Samstag, 27.11.2021 / 11:03 Uhr

Gründe für den Exodus aus Irakisch-Kurdistan

Von
Thomas von der Osten-Sacken

Ohne Perspektive: Jugendliche in Irakisch-Kurdistan. Bild: Thomas v. der Osten-Sacken

Unter denen, die in den vergangenen Monaten versuchten, über Belarus in die EU zu gelangen, befinden sich überdurchschnittlich viele, nämlich über 8000 Menschen aus Irakisch-Kurdistan.

Es gibt viele Gründe, warum so viele, vor allem jüngere Kurden versuchen, nach Europa zu gelangen. In einem informativen Artikel für das Zenith-Magazin fasst Tomáš Kaválek einige zusammen:

Die demografische Zusammensetzung der KRI führt dazu, dass die Wirtschaft nicht in der Lage ist, die wachsende Zahl junger Abiturienten, Arbeiter und Akademiker zu absorbieren. Über 54 Prozent der Bevölkerung sind unter 25 Jahre alt. Die Jugendarbeitslosigkeit liegt bei den 18- bis 34-Jährigen über 20 Prozent. Selbst diejenigen, die einen Arbeitsplatz finden, sind zunehmend frustriert über die niedrigen Löhne angesichts steigender Preise für Grundbedürfnisse und die fehlenden Aussichten auf berufliche Weiterentwicklung.

Der private Sektor beschäftigte 2018 nur schätzungsweise 12 Prozent der aktiven Arbeitskräfte (die anderen 21 Prozent sind Selbstständige, 21 Prozent sind Tagelöhner und 2 Prozent unbezahlte Familienarbeitskräfte). Im öffentlichen Sektor wiederum ist fast die Hälfte der Erwerbstätigen beschäftigt. Insgesamt sind erstaunliche 65 Prozent der Haushalte in Bezug auf ihr Einkommen vom Staat abhängig, entweder als Arbeitnehmer oder als Rentenempfänger. (...)

Steigende Preise, Einkommensunterschiede, fehlende Beschäftigungsmöglichkeiten und mangelnde Aussichten auf sozioökonomische Mobilität: Diese Gründe sind sowohl in der Autonomen Region Kurdistan zu hören, wenn die Menschen über derzeitige Lage und ihre Zukunftsaussichten klagen und ihre Optionen abwägen, als auch bei denjenigen, die sich bereits entschieden haben, das Land zu verlassen. 2020 gaben bei einer Umfrage des Bevölkerungsfonds der Vereinten Nationen (UNFPA) 30 Prozent der befragten Jugendlichen an, darüber nachzudenken, außerhalb der Autonomen Region Kurdistan einen Ausbildungs- oder Arbeitsplatz suchen zu wollen.

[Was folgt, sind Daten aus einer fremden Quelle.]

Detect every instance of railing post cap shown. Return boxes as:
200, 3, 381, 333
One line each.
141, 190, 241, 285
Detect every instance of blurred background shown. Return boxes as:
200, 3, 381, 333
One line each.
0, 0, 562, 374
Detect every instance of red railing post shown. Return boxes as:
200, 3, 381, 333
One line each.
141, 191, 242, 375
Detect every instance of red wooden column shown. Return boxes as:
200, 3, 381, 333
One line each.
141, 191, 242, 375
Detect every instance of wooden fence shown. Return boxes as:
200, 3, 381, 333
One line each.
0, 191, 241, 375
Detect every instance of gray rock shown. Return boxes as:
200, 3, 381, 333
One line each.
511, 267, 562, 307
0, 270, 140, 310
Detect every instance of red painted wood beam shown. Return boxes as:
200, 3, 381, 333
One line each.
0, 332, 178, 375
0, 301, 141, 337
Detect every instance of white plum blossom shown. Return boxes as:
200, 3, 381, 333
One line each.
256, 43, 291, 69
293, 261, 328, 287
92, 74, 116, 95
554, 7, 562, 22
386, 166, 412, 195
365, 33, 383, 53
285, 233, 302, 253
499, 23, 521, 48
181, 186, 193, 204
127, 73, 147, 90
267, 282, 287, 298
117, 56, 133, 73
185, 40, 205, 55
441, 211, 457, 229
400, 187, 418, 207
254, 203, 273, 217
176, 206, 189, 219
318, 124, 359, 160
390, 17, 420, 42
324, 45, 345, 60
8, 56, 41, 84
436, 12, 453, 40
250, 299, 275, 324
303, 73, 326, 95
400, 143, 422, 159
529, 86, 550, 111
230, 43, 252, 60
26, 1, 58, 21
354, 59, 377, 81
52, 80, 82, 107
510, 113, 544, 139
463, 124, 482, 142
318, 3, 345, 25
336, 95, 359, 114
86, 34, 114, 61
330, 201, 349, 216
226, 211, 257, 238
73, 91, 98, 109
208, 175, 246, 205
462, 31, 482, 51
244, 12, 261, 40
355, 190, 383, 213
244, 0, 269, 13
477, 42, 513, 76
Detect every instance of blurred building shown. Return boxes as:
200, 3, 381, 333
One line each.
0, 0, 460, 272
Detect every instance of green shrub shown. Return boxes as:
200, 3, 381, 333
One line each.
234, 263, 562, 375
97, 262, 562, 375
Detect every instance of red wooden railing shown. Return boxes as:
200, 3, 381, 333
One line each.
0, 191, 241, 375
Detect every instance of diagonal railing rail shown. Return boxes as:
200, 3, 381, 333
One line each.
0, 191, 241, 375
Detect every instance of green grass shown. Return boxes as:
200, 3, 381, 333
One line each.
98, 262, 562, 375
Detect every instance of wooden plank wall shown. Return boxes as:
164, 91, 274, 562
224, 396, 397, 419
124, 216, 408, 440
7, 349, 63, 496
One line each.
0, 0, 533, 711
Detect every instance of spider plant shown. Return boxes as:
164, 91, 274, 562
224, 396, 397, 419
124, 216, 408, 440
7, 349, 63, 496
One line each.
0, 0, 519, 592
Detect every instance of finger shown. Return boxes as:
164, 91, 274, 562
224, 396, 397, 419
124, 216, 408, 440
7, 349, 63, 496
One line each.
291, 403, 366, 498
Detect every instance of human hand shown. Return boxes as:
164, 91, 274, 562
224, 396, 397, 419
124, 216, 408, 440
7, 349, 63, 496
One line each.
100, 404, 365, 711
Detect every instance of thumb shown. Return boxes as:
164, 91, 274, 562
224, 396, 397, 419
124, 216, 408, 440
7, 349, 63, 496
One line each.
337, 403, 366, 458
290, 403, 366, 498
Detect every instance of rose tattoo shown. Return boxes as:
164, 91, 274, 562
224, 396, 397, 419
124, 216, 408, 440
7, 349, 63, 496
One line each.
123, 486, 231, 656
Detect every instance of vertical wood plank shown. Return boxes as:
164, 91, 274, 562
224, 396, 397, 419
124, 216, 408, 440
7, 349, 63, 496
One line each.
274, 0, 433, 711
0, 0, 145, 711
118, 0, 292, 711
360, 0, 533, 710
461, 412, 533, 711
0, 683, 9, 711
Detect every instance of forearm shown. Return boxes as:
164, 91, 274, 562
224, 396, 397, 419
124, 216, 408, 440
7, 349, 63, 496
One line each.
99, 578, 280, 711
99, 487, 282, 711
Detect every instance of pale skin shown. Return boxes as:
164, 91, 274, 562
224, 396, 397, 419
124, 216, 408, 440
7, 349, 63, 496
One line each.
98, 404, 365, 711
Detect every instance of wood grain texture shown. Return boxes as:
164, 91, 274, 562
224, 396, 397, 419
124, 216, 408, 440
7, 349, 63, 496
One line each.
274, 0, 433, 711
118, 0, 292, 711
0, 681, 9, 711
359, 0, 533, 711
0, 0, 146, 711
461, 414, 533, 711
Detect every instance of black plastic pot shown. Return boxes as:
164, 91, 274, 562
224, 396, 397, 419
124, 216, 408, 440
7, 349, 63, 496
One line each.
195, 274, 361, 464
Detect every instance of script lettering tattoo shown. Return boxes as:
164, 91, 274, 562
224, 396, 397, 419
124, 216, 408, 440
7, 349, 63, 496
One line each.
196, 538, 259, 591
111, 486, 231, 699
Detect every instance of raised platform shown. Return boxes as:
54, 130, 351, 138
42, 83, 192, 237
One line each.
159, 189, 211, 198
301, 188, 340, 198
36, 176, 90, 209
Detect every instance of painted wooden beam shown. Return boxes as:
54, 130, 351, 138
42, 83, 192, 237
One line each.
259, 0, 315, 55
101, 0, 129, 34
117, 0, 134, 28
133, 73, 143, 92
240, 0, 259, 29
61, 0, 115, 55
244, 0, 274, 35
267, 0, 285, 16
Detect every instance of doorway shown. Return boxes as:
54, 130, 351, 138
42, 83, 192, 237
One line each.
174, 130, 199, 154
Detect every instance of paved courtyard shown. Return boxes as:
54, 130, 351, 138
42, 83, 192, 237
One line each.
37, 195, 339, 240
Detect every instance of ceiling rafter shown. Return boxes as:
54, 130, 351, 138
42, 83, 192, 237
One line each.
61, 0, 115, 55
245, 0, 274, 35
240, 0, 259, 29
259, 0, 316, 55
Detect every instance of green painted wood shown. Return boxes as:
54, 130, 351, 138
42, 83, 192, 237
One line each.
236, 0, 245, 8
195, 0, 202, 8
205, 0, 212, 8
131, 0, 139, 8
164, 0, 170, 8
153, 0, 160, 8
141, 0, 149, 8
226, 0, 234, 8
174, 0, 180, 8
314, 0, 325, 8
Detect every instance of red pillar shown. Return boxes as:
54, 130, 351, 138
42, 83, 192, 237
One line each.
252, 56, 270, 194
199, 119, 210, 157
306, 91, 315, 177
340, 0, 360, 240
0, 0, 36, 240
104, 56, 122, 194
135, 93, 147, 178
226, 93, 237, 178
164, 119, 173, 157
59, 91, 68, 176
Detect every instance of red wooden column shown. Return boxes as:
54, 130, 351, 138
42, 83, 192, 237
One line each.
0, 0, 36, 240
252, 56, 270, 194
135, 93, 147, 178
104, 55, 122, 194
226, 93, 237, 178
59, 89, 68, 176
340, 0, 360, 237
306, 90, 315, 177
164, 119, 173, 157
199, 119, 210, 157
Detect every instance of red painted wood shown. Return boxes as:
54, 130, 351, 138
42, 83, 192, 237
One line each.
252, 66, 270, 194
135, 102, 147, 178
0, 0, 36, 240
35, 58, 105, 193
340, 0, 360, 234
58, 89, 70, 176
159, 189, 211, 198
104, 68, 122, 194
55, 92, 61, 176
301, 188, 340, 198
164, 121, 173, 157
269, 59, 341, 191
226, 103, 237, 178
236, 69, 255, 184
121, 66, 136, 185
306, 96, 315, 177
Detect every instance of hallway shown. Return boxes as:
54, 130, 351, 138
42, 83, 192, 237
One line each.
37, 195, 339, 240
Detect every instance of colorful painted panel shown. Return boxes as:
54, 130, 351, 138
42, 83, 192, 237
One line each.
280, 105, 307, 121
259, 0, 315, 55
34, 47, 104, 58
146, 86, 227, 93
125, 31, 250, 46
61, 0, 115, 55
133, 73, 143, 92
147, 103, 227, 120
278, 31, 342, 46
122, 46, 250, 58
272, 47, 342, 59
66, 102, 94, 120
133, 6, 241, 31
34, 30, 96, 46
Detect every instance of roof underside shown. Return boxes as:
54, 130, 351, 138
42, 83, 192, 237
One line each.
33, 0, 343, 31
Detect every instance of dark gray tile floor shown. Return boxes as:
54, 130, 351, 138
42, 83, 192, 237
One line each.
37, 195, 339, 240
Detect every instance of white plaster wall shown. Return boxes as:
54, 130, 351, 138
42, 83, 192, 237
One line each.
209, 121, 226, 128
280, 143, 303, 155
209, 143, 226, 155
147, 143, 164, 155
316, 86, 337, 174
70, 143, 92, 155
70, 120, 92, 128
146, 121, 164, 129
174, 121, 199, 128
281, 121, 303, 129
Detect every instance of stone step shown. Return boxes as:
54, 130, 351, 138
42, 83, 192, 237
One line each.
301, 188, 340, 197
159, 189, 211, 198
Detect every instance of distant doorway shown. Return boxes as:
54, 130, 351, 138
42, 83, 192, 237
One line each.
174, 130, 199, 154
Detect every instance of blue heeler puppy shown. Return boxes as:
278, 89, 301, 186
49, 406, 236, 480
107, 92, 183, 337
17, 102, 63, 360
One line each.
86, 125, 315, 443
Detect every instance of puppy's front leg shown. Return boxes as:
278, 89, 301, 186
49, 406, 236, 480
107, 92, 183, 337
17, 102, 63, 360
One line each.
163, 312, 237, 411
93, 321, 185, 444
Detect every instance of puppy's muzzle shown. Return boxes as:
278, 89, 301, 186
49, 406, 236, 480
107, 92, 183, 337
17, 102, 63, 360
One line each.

»Ohne Wasta keine Pasta« – geflügelte Worte wie diese stehen sinnbildlich für die Hürden, die dem wirtschaftlichen Aufstieg junger Menschen frustrierend enge Grenzen setzen. Im Innern ist die Autonome Region Kurdistan in zwei klar abgegrenzte Einflussbereiche unterteilt. Im Westen wird sie von der Demokratischen Partei Kurdistans (KDP) und damit von der Familie Barzani beherrscht, während im Osten die Patriotische Union Kurdistans (PUK) mit der Familie Talabani regiert. Die beiden Parteien waren 1994-97 in einen blutigen Bürgerkrieg verwickelt. (...)

Amnesty International berichtet, dass allein zwischen März 2020 und April 2021 über 100 Menschen, darunter Journalisten und Organisatoren von Protesten, willkürlich festgenommen wurden. Während die meisten von ihnen wieder auf freien Fuß kamen, blieben andere für längere Zeit in Haft, und einige wurden wegen verschiedener fragwürdiger Anschuldigungen wie Spionage, Verleumdung von Behörden durch Aktivitäten in sozialen Medien oder Gefährdung der nationalen Sicherheit verurteilt. Darüber hinaus ließen die Behörden immer wieder Medien vorübergehend schließen.

Schließlich befindet sich die Autonomieregion Kurdistan aufgrund regionaler Spannungen und Machtspiele, bei denen sowohl die KDP als auch die PUK ihre Position sorgfältig austarieren müssen, in einer Zwickmühle. Vor allem ist sie in den Wettbewerb zwischen den USA und dem Iran im Irak verwickelt.